# Corsair AX850 Lüfter dreht sich nicht



## Cryptic645 (13. Oktober 2010)

*Corsair AX850 Lüfter dreht sich nicht*

Wie der Titel schon sagt...
Pc geht ohne Probleme (wurde erst gerade zusammengebaut)
auch wenn ich den Lüftere anstoße passiert nix
länger laufen lassen will ich das ding auch nicht, hab die Sorge ich zerschieß mir damit mein system
hab es immer nach 20 sec wieder ausgemacht

ist das normal?

Bitte um Antwort!


----------



## Gelöschter_Account_0001 (13. Oktober 2010)

*AW: Corsair AX850 Lüfter dreht sich nicht*

Ich würde das Netzteil wieder zurückschicken und ein neues zurücksenden lassen, glasklarer Garantiefall !

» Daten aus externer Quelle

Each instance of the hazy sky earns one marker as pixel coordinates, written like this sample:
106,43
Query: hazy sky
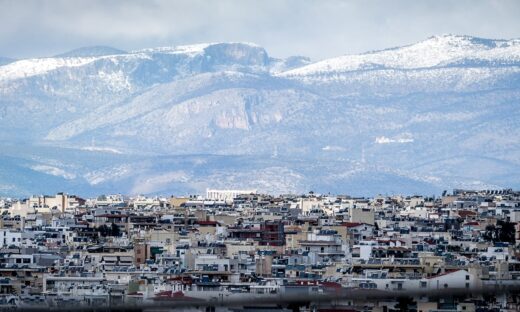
317,29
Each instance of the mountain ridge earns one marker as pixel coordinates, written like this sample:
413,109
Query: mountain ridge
158,118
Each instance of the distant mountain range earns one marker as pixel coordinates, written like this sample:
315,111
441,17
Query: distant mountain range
438,114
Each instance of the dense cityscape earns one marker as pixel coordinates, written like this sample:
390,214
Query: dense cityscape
217,250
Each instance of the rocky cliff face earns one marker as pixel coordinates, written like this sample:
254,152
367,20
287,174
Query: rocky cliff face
438,114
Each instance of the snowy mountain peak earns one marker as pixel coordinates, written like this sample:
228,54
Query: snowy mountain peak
436,51
92,51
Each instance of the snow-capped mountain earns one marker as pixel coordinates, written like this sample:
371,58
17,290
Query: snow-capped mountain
441,113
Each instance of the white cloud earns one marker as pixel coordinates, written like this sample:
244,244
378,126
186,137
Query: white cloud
314,28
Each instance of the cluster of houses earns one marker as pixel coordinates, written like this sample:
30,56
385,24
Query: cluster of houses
234,250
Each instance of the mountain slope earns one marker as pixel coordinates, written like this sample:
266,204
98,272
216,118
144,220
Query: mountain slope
434,115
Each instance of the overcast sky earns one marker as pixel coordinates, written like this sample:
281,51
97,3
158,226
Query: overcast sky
318,29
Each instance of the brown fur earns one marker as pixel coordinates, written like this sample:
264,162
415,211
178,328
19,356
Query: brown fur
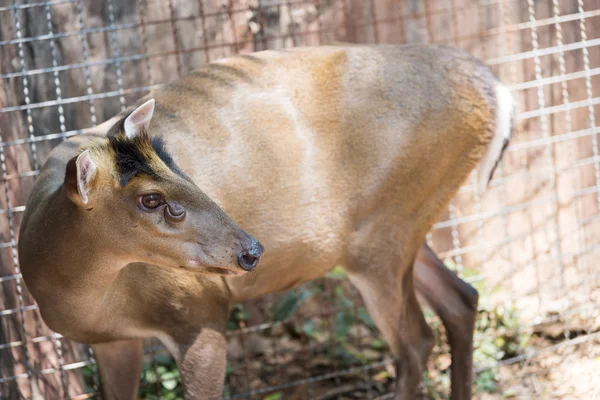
332,155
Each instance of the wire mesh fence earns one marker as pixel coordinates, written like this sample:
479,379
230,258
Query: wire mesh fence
528,243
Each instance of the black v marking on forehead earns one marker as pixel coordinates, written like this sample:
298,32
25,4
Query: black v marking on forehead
133,156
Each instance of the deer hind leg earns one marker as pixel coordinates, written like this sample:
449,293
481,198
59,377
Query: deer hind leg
385,282
455,302
120,367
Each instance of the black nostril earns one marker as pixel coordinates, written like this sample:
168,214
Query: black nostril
247,261
249,258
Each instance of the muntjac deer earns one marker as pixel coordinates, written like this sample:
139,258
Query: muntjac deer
341,155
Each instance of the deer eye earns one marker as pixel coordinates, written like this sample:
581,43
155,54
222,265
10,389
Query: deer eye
151,201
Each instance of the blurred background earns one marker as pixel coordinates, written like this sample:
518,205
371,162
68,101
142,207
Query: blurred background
528,244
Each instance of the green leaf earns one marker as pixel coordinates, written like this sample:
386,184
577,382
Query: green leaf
309,328
274,396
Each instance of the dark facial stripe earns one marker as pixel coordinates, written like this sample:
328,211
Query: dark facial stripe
130,157
158,144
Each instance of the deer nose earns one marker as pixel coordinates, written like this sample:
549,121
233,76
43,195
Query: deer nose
248,259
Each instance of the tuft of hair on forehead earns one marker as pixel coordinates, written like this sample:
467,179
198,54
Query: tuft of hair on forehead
130,157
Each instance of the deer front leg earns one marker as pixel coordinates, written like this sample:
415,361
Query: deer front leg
120,367
202,365
455,301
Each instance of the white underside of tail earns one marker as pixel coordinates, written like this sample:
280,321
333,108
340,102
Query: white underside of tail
505,108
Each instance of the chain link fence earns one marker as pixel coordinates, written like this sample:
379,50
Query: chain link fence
529,243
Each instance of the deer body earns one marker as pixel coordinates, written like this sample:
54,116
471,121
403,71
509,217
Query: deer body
331,155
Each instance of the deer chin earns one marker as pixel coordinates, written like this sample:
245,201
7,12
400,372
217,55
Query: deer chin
197,266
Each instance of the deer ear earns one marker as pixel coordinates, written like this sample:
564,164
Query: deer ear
80,174
139,119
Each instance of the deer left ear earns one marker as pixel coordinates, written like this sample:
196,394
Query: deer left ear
139,119
79,178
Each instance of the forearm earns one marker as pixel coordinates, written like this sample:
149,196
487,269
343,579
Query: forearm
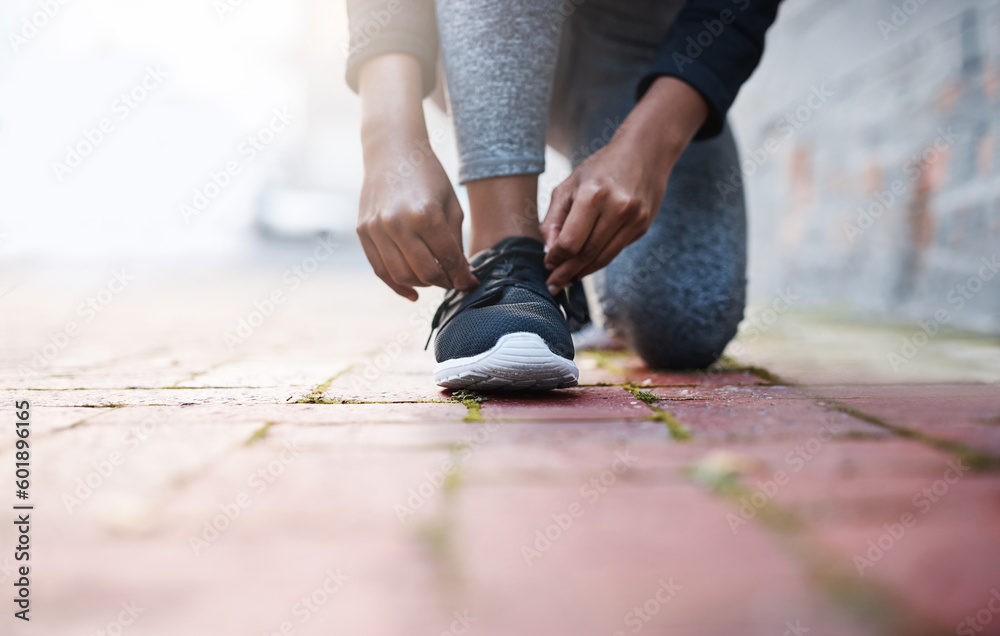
392,115
664,122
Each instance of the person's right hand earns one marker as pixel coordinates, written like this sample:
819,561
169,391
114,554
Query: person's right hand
411,226
410,221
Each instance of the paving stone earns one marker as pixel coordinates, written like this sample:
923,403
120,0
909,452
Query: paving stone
584,403
969,414
631,369
369,384
753,413
373,489
942,561
151,397
671,536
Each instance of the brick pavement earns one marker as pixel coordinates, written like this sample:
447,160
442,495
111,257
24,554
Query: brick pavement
312,480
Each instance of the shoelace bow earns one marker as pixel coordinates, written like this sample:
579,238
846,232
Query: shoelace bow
496,272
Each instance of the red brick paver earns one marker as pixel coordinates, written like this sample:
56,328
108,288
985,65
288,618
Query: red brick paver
313,479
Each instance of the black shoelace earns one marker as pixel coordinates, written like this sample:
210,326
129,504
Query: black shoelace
498,271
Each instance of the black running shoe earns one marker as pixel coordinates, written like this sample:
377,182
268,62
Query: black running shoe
508,333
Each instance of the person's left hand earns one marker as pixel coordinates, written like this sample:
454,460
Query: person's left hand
611,199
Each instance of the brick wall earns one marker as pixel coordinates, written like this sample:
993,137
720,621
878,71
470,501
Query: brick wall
870,142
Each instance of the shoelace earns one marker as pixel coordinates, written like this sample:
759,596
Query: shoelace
498,271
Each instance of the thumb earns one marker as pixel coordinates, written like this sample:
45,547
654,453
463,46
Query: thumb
555,217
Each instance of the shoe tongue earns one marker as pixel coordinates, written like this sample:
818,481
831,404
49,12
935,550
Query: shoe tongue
513,242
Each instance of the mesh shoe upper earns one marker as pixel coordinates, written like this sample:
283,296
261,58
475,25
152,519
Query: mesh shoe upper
511,297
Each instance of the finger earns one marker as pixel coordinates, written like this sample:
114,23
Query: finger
410,235
422,262
562,198
451,260
625,237
570,269
446,245
381,271
395,263
580,221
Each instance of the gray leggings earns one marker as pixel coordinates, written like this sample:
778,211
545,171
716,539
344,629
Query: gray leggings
523,72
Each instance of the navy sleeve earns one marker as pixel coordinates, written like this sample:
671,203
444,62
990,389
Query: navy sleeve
378,27
714,46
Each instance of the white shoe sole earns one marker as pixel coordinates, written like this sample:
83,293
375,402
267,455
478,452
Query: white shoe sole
517,362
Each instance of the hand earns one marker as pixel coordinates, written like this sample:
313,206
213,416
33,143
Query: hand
410,221
411,227
611,199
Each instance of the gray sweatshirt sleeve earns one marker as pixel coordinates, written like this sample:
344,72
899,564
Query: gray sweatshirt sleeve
378,27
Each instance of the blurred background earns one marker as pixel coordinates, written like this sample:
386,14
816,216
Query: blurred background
220,133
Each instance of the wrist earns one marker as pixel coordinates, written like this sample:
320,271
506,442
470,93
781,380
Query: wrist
666,119
392,113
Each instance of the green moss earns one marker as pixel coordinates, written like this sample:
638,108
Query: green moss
472,402
641,394
677,430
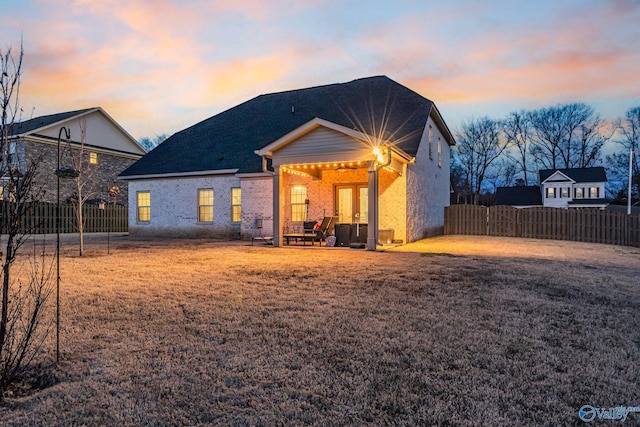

Denn ohne Lüfter ist das NT sehr schnell im Eimer !


----------



## Cryptic645 (13. Oktober 2010)

*AW: Corsair AX850 Lüfter dreht sich nicht*

kann es auch sein, dass er erst bei last dreht oder erst nach 30 sec???


----------



## Gelöschter_Account_0001 (13. Oktober 2010)

*AW: Corsair AX850 Lüfter dreht sich nicht*

Kann ich mir ehrlich nicht vorstellen denn ein NT was über 800Watt hat braucht einen Lüfter !
Aber um auf Nummer sicher zu gehen solltest du die Beschreibung durchlesen auf der Homepage oder direkt den Corsair anschreiben was sie davon halten.

#Du könntest aber wenn du keine Garantie mehr hast auch selber den Lüfter austauschen, das geht, braucht nur eben Einarbeitungszeit und Geduld.

Oder teste es kurz mal im Windows betrieb das es mal etwas Strom benötigt, zb mit Prime95 kurz (einige Minuten, so 1bis2min) das erzeugt last um benötigt mehr Strom und wenn dann auch nichts passiert mit dem Lüfter kannst du dir sicher sein das er Defekt ist !


----------



## Cryptic645 (13. Oktober 2010)

*AW: Corsair AX850 Lüfter dreht sich nicht*

das netzteil ist neu und hat ja noch 7 jahre garantie oder sowas

und ich dachte das währe das support forum von corsair


----------



## Gelöschter_Account_0001 (13. Oktober 2010)

*AW: Corsair AX850 Lüfter dreht sich nicht*

Ich würde es mal mit Prime95 kurz testen das braucht Strom satt, wenn dann auch nichts passiert weist du ja was Sache ist.


----------



## Cryptic645 (13. Oktober 2010)

*AW: Corsair AX850 Lüfter dreht sich nicht*

der pc ist noch nicht installiert
gibt es da eine andere möglichkeit das netzteil auszulasten? (außer Bios / denke 50 % CPU last???)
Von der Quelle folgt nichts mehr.